そのことから、捜索用の防空レーダーを高い山に設置していれば、遠くの航空機やミサイルを発見し、監視することができる。
米国は、レーダーをイラクやイランの周辺国に配置、あるいは、弾道ミサイル探知のために電子戦機を飛行させて、そのレーダーでイラン国内のミサイル発射の動きを監視していた。

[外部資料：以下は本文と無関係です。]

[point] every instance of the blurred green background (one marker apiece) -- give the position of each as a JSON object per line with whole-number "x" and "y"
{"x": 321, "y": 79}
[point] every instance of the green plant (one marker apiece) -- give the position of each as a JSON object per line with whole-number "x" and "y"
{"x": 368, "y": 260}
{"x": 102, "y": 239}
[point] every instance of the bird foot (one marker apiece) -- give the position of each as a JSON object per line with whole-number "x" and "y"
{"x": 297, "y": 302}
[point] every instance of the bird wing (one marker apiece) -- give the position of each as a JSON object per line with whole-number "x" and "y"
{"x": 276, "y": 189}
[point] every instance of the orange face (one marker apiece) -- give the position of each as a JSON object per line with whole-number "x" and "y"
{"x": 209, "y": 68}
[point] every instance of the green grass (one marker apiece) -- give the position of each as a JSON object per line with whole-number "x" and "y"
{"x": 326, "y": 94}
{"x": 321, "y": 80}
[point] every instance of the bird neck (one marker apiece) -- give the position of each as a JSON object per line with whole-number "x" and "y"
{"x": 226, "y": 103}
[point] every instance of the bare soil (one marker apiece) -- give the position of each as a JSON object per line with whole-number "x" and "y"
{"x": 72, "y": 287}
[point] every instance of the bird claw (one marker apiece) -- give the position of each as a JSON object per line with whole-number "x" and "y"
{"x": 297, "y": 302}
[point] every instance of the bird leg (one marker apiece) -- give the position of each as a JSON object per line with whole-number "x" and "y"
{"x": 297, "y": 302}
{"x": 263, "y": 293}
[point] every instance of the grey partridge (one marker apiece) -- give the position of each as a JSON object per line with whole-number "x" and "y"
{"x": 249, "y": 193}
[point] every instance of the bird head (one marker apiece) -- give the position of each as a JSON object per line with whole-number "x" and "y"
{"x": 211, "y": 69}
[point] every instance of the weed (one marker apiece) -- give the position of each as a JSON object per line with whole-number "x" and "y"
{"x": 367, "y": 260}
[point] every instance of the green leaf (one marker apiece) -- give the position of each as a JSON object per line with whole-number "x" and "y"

軍事衝突が予想されるときに、監視の目を出しておくことは、当然のことである。
イランの弾道ミサイルを監視していた時に、偶然、地対空ミサイルがウクライナ機に衝突する様子がレーダーの監視画面(写真参照)に現れて、その事実が判明したのだろう。
地対空ミサイルシステム用レーダーの監視画面
ギャラリーページへ
電波情報の解明で分かる
ミサイル発射部隊
軍事衝突が予想されるほどの軍事的緊張がある中で、米国の電波情報収集機関、つまり米国の国家安全保障局(NSA)は、電波(情報をやり取りする通信情報とレーダー波などの電子情報)傍受する派遣部隊をイラク国内やイランの周辺国に配備して、イラン軍の電波情報を収集していたものと推測される。
ミサイルによる航空機撃墜の決定的証拠は、イラン防空部隊と上級司令部との会話などのやり取りを含んだ通信状況を傍受したことと、その記録だろう。
イランの地対空ミサイルと一体になって動く防空レーダーが作動状態にあれば、捜索用レーダー波と追随用レーダー波などの電子情報を放射する。
米国は、これらの電子情報とロックオンや発射を示す電子情報を入手し、発射されたミサイルの種類を特定する。
米軍は、公開された映像、通信情報、そして電子情報を、時間経過に沿って総合的に照合した。
そして、何時何分に、イラン軍のどの司令部が射撃指示を出し、どのミサイル部隊がミサイルを発射したか、また、その後の民間機を撃墜したことが判明してからの司令部内の状況が分かったのだろう。